Another common failure:

```text
'type' of tool must be 'function'
```

This means the local server rejected a non-function native tool type. `prodex super --url` disables the common non-function tools for this path, but custom Codex configs or older Prodex builds may still hit it.

## Troubleshooting

If Codex prints a generic high-demand or reconnect message while using a local server, inspect the local server log. Codex may be translating a local `500` or parser error into a generic retry message.

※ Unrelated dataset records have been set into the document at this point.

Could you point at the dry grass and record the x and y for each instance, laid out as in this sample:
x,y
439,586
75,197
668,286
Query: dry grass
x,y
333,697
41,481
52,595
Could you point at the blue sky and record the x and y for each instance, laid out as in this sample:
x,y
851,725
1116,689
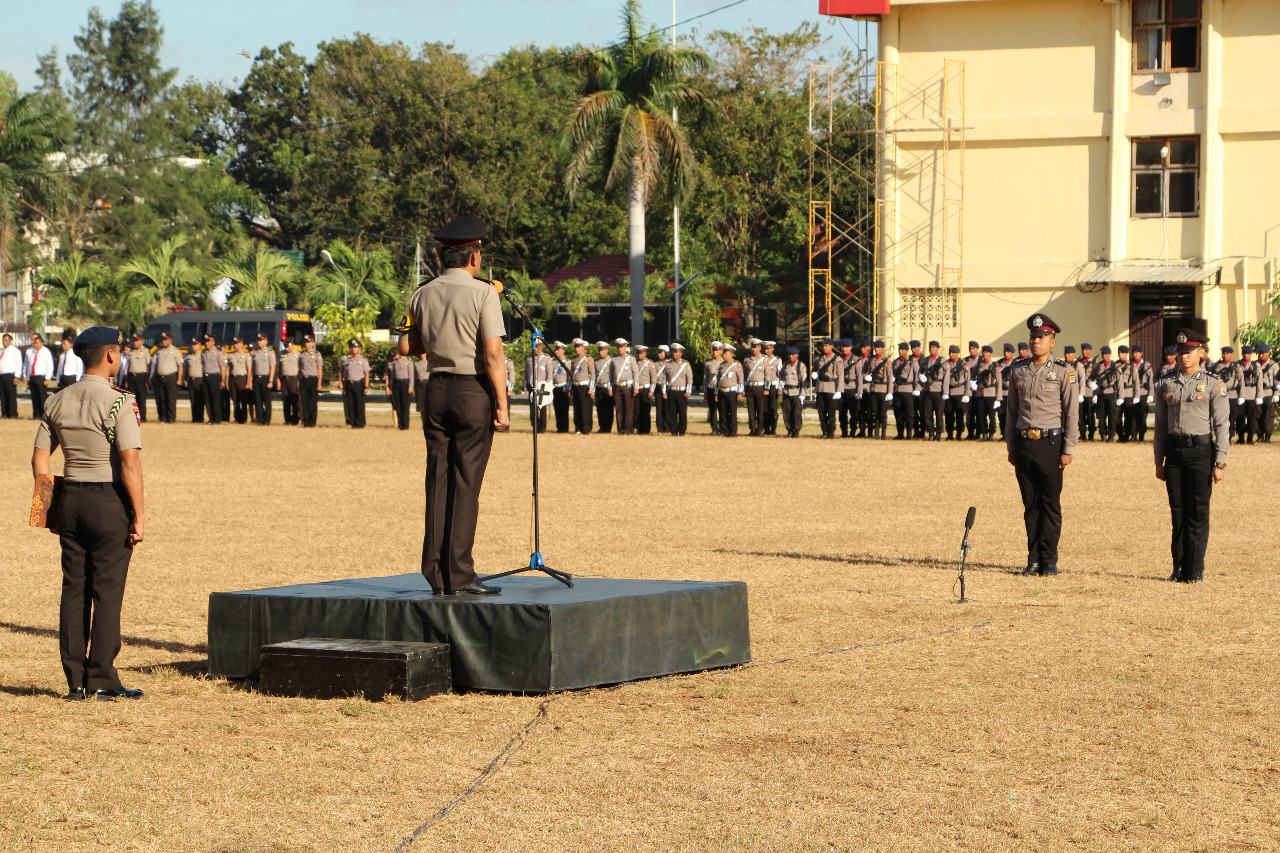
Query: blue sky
x,y
204,40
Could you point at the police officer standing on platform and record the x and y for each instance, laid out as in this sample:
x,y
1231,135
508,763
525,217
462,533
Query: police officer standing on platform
x,y
457,323
1042,428
100,515
1191,446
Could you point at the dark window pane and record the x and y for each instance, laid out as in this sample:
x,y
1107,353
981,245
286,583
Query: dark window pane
x,y
1146,200
1183,153
1182,191
1147,49
1184,46
1148,10
1184,10
1147,153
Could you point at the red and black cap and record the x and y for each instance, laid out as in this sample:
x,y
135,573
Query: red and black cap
x,y
1188,338
1041,324
464,231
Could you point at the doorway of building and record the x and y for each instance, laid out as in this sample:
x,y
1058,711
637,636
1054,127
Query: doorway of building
x,y
1155,313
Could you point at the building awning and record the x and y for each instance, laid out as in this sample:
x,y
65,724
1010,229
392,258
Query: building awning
x,y
1161,274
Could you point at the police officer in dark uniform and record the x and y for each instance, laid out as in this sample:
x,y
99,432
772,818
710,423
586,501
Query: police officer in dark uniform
x,y
99,516
1191,443
1042,428
457,323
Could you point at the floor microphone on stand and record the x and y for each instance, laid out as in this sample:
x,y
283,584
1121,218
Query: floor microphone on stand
x,y
964,551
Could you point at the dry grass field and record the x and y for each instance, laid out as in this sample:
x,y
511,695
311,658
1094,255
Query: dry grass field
x,y
1102,710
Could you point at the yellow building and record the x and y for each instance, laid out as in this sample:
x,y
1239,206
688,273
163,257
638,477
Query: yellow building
x,y
1111,163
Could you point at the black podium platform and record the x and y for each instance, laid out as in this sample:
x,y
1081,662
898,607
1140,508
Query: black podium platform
x,y
536,637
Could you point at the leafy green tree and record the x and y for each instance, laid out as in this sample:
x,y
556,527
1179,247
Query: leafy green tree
x,y
625,114
260,279
73,290
576,295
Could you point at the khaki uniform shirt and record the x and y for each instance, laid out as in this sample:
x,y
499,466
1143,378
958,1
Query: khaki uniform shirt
x,y
310,363
353,369
77,418
453,315
167,361
1043,397
140,360
289,363
263,361
1194,405
792,378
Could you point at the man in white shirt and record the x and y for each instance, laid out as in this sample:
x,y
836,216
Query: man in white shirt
x,y
37,369
71,368
10,372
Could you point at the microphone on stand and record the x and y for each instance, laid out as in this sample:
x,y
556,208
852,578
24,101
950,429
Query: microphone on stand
x,y
964,551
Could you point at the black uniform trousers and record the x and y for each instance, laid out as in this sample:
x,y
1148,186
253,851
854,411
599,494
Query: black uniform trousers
x,y
583,409
755,409
955,413
167,397
826,402
309,393
400,401
560,404
1040,479
904,413
136,383
604,410
214,397
1189,482
289,398
727,401
39,392
196,397
932,401
625,410
792,414
677,411
457,420
261,401
94,532
8,396
353,397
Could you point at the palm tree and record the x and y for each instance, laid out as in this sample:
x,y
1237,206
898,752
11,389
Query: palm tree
x,y
72,290
160,279
576,295
260,281
27,136
364,278
630,92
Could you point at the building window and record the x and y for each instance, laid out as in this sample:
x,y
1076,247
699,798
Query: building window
x,y
1165,35
1166,177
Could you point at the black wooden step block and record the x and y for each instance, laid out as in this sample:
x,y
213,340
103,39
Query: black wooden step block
x,y
320,667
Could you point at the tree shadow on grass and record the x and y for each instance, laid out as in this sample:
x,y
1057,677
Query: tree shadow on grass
x,y
164,646
924,562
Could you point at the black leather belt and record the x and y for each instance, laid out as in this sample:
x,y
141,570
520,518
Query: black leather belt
x,y
1034,434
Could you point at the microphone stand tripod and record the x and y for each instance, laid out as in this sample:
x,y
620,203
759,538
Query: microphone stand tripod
x,y
535,559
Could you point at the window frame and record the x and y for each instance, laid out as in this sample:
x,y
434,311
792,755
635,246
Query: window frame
x,y
1165,169
1165,26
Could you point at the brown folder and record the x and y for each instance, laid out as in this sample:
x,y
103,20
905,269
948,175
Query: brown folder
x,y
44,501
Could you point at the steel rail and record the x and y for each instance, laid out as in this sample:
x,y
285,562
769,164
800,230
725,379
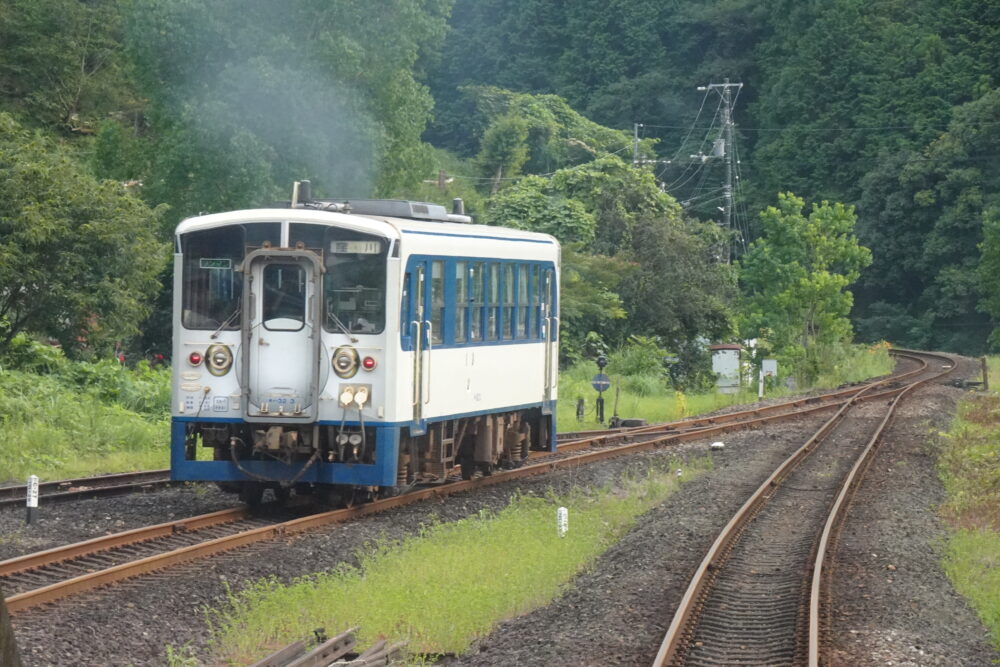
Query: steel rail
x,y
87,487
92,580
105,542
838,514
679,626
588,438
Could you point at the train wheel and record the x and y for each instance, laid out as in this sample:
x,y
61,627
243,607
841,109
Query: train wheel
x,y
251,493
467,464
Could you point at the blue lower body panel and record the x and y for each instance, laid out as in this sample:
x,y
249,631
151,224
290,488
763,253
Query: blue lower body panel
x,y
380,473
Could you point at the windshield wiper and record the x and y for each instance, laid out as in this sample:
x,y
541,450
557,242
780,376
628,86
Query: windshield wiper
x,y
229,320
336,320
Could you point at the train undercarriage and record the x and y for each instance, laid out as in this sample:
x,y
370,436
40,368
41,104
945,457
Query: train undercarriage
x,y
475,444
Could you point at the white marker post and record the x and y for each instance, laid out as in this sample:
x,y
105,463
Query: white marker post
x,y
32,499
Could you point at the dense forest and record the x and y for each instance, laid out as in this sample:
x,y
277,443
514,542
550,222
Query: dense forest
x,y
866,142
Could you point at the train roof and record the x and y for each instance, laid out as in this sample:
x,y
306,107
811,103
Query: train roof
x,y
389,227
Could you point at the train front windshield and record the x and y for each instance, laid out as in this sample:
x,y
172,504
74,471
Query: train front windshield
x,y
353,283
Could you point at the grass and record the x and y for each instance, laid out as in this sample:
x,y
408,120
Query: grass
x,y
649,396
969,466
83,419
451,583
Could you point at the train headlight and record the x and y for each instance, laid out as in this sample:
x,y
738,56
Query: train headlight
x,y
219,359
345,362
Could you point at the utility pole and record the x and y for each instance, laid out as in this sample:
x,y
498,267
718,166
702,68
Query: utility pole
x,y
725,90
635,143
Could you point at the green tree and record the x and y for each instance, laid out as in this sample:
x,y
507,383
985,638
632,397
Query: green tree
x,y
795,277
533,204
78,257
674,289
924,222
63,65
589,301
248,96
989,271
503,150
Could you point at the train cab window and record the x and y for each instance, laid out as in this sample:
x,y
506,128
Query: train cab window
x,y
354,282
493,301
437,301
476,301
284,297
461,300
508,301
523,289
212,286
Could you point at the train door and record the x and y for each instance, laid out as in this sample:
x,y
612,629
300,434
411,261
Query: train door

If the server is slow on first request, that is normal. Large local models need to process the full Codex instruction and tool prompt, often several thousand tokens. Later requests may be faster if the server prompt cache is active.

If VRAM is exhausted:

```bash
PRODEX_LOCAL_GPU_LAYERS=20 ./your-local-server-wrapper
```

If Vulkan still fails while computing the first prompt:

```bash
PRODEX_LOCAL_BATCH=128 PRODEX_LOCAL_UBATCH=128 ./your-local-server-wrapper
```

If RAM or context memory is exhausted:

```bash
PRODEX_LOCAL_CONTEXT=16384 ./your-local-server-wrapper
```

If the model gives normal text but never uses tools:

- Verify `/v1/responses` receives a `tools` array
- Use a tool-capable chat template
- Try a smaller/faster model first to iterate on template behavior
- Keep `--reasoning off` if thought tags interfere with tool parsing

## What Local Mode Does Not Do

Local mode does not auto-rotate between Prodex profiles. There is no quota preflight, profile scoring, or OpenAI account fallback.

Local mode also does not make a weak local model behave like a hosted frontier coding model. The front end can expose tools, but the model still has to choose and format tool calls correctly.